Au lendemain du sommet soi-disant social, les militants du Front de gauche dont Isabelle De Almeida, candidate sur la 3e circonscription de Côte d’Or sont allés à la rencontre des salariés de Sanofi-Aventis à Quetigny, pour dénoncer ce sommet de l’hypocrisie, et la politique d’austérité du gouvernement et de Sarkozy. 73 % des Français n’en attendaient rien de bon pour l’emploi, ils ont été servis car ce ne sont que des mesurettes, de l’emploi précaire (1000 CDD pour le Pôle emploi), et des cadeaux au patronat (exonérations de cotisations sociales). Et le président n’abandonne pas son projet de TVA anti-sociale, injuste socialement, et inefficace économiquement. 64 % des Français sont contre cette mesure. Par contre rien n’a été proposé de sérieux pour empêcher les licenciements boursiers, les délocalisations, la précarité du travail. En choisissant d’être présents devant cette entreprise (Sanofi-Aventis) du CAC 40, le Front de gauche a montré que pendant la crise, les entreprises du CAC 40 prospèrent, la preuve : 34 % d’augmentation en 5 ans pour les salaires des patrons alors que les salariés c’est 13 %, 1/3 des emplois sont précaires et une baisse de 24 % des investissements ! En 2011, ce fut 37,3 milliards d’euros de dividendes (sur 86 milliards de profits) distribués aux actionnaires. Et Sanofi-Aventis est bien situé dans le peloton de tête avec 3,5 milliards d’euros pour ses actionnaires, et dans le même temps, le groupe supprime plus de 1000 emplois en France notamment dans la recherche et le développement pour faire des économies et engraisser ses actionnaires Sanofi-Aventis préfère demander aux collectivités locales et à l’Etat de payer sa recherche.

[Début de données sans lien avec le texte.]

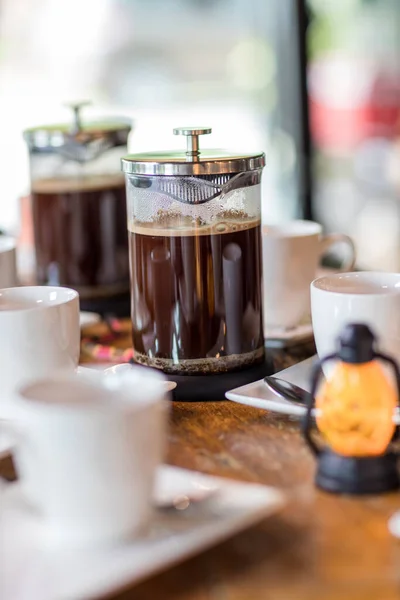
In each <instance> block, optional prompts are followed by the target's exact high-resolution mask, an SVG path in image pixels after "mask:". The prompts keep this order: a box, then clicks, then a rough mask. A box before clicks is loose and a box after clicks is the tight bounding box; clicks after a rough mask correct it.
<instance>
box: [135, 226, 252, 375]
mask: <svg viewBox="0 0 400 600" xmlns="http://www.w3.org/2000/svg"><path fill="white" fill-rule="evenodd" d="M130 230H131V231H130V233H129V236H130V237H129V247H130V256H131V281H132V321H133V347H134V358H135V360H136V361H137V362H139V363H142V364H146V365H149V366H153V367H157V368H160V369H163V370H164V371H165V372H167V373H180V374H184V373H187V374H191V373H193V374H194V373H218V372H224V371H228V370H234V369H240V368H244V367H246V366H249V365H252V364H255V363H257V362H261V361H262V360H263V357H264V340H263V331H262V300H261V263H260V257H261V248H260V245H261V232H260V222H259V221H258V220H257V221H254V220H252V221H238V220H236V221H229V220H227V221H226V222H223V223H218V224H217V225H215V226H213V227H211V226H203V227H199V228H196V230H193V229H190V228H182V229H180V228H169V227H168V228H166V227H164V228H163V227H162V226H161V224H160V223H159V224H157V223H148V224H140V225H137V224H133V225H132V224H131V225H130Z"/></svg>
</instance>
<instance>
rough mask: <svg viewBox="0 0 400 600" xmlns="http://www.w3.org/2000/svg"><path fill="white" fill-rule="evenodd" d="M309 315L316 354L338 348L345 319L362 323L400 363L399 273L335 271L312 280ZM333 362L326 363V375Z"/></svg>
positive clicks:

Les élus communistes de la Région sont intervenus en 2010 sur ce sujet. En Bourgogne, en Côte d’Or nous sommes concernés. Exigeons avec le Front de Gauche le contrôle des aides publiques, l’interdiction de licenciement ou de suppression d’emplois quand il y a des profits (et des dividendes versés) et la transformation des emplois précaires en CDI.